Average U.S household can afford only cheapest 16% of listed homes
For the average American, 2023 was the worst year ever for housing affordability—and now there’s more data to back it up.
According to Redfin data analyzed by Creditnews Research, the average U.S. household can only afford 15.5% of the homes that went up for sale in 2023—the lowest on record.
By comparison, the average household had the means to buy 20.7% of homes for sale in 2022 and over 40% before the pandemic.
Redfin data also showed the number of affordable homes for sale plunged to record lows in 2023, falling 40.9% to 352,500.
According to Redfin’s Lily Katz, “elevated mortgage rates and stubbornly high prices made the listings hitting the market more expensive” in 2023.
This analysis is based on home listings in 97 of the most populous U.S. metro areas. A house is considered “affordable” if the buyer’s mortgage payment is no more than 30% of their region’s median household income.
The 30% threshold isn’t some arbitrary number.
The Department of Housing and Urban Development says households that spend more than a third of their income on housing are far more likely to run into financial troubles.
Redfin's data mirror Creditnews Research’s Housing Affordability Report, which showed that the average American's mortgage burden is the worst since 1981 when rates peaked at over 18%.
Although the housing affordability crisis is often blamed on record home prices, it's the root cause behind those prices that has been working against homebuyers in 2023.
Homeowners aren’t budging
Americans who purchased a home before 2021 have built up massive equity as their property values surged during Covid. According to Fed research, homeowners saw their equity rise from $139,100 in 2019 to $201,000 in 2022.
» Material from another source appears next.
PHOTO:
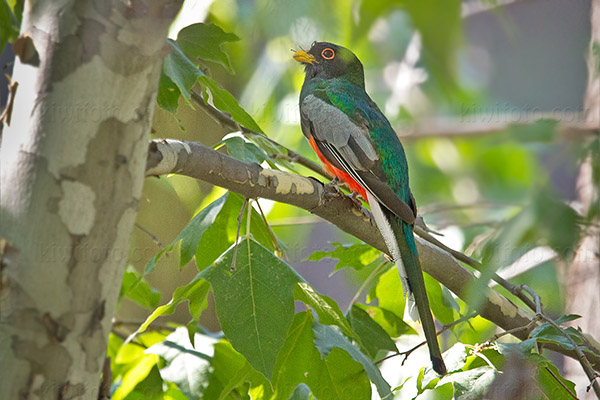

So, why aren’t they selling and cashing in? Because they don’t want to trade in their current mortgage rate for a much higher one.
According to Creditnews Research, 23.4% of existing mortgages were originated in 2021 when rates were below 3%. Another 17.8% of mortgages were originated in 2020—the year the Fed cut interest rates back to zero.
Now, nearly two-thirds (64.5%) of U.S. mortgages have rates under 4%. These buyers have “golden handcuffs” —they don’t want to give up their current rate for a much higher one.
Although mortgage rates have declined since late October, they’re still double what they were before 2021.
With homeowners refusing to sell, housing inventories have plunged to 20-year lows, according to the National Association of Realtors (NAR). And less supply means buyers are competing for fewer listings—a feedback loop that keeps pushing prices higher.
According to NAR data, the housing market has about 3.5 months’ worth of supply at the current sales pace. As a result, existing home sales have plunged to 13-year lows and are on track for their worst year in more than four decades.
Experts predict lower mortgage rates, but will they help?
With mortgage rates declining for eight consecutive weeks, industry experts believe rates will continue heading lower in 2024.
The NAR has pegged 30-year interest rates as low as 6.1% in 2024 before rebounding slightly to 6.3%. The Mortgage Bankers Association has a similar view and expects rates to drop to 6.1% by the end of the year.
Meanwhile, Mortgage News Daily’s chief operating officer Matthew Graham believes rates could fall even below 5% next year.
Lower mortgage rates should help ease housing costs, but even 5% might not be enough to fix the housing shortage—the root cause of record home prices.
“The supply of homes for sale remains scarce,” wrote Nancy Vanden Houten, an economist at Oxford Economics. “Lower mortgage rates may bring some sellers off the sidelines, though most homeowners with mortgages still have rates well below current market rates.”